This begins a wild ride that sees Amari enroll in a training program in an organization dedicated to keeping the supernatural world hidden from ordinary humanity. Amari quickly discovers her magical talent, but this doesn’t lead to acceptance. As someone coming from a non-magical family and wielding unusual abilities, she faces just as much discrimination in the magic school as she did in her ordinary school. And she can’t spend too much time trying to gain acceptance into the supernatural world, because that would interfere with her true purpose: finding out what really happened to Quinton.
I didn’t have to scan reviews too long to see “Harry Potter meets Men in Black” comments, and it honestly captures the setting perfectly. The Men in Black inspiration is no secret–the Bureau even has devices to overwrite memories of supernatural occurrences. But Amari and the Night Brothers really leans into the weirdness and wonder in a way that’s more reminiscent of the early Harry Potter books. However, while Alston’s supernatural world is designed to be more wondrous than logical, it doesn’t quite capture that combination of magic and humor that made the Harry Potter books stand out. But it does get full marks for the characters–Amari is so likable, and the combination of her desire to find her place in the world and the love for her brother and desperation to find him drive the narrative right from the start. Add in her roommate, Elsie the were-dragon, and the rich and famous Van Helsing twins that serve as rivals, and it’s an interesting and well-rounded cast.

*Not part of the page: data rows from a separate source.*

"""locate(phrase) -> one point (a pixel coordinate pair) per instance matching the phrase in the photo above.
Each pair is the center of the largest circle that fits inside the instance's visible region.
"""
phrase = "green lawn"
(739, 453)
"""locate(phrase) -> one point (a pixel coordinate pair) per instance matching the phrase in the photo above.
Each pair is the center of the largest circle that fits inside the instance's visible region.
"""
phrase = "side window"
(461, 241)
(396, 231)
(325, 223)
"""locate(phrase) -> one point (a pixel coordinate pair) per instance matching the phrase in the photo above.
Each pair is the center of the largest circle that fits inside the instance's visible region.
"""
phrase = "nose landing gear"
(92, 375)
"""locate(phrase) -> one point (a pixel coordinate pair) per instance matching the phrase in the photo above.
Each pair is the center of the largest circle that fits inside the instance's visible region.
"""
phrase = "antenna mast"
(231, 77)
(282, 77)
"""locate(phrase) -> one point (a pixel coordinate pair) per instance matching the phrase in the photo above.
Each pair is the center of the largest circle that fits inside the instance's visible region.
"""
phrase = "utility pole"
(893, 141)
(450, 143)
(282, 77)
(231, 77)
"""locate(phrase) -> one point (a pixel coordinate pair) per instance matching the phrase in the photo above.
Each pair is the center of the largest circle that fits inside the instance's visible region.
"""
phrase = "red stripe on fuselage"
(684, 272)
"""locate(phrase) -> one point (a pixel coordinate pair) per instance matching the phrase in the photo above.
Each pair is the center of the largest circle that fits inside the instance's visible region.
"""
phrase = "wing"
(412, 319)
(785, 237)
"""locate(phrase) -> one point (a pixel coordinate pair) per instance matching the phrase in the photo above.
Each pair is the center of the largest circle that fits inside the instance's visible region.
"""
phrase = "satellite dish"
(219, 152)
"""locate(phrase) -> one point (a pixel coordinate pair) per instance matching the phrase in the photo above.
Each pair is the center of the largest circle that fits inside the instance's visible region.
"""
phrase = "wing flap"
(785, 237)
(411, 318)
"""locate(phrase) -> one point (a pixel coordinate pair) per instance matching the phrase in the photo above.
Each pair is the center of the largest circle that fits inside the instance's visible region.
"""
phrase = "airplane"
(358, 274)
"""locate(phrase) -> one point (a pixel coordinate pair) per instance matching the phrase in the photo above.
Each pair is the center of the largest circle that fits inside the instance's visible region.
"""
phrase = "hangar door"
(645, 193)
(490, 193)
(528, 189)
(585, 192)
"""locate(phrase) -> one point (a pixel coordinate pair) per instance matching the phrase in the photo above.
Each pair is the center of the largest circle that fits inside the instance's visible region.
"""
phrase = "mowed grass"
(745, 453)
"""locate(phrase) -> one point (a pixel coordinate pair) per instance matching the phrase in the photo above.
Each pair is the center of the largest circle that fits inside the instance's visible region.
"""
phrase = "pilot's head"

Once the narrative progresses past the introduction to the supernatural and deeper into the main plot, things start moving more quickly, and Amari’s training and her search for Quinton both have plenty to keep the reader engaged. The twisting plot drops enough hints to make every development feel earned, but without telegraphing every surprise to the extent that more genre-savvy readers can predict each turn in advance. And there are some fantastic individual moments that echo beyond the pages.
Just because we’re afraid doesn’t give us the right to attack.
It does require the usual middle grade suspension of disbelief–how does a thirteen year-old break all the rules while trying to solve a mystery the adults can’t solve without getting herself kicked out of school?–and the whirlwind ending could’ve used more time to process the bevy of new developments before rushing on to the next step. But on the whole, Amari and the Night Brothers was hard to put down in the back half. A lovable protagonist and an exciting plot make this one a whole lot of fun, an easy recommendation to readers who enjoy middle grade stories.
Recommended if you like: middle grade fantasy, magic schools, Black girls showing out.
Overall rating: 15 of Tar Vol’s 20. Four stars on Goodreads.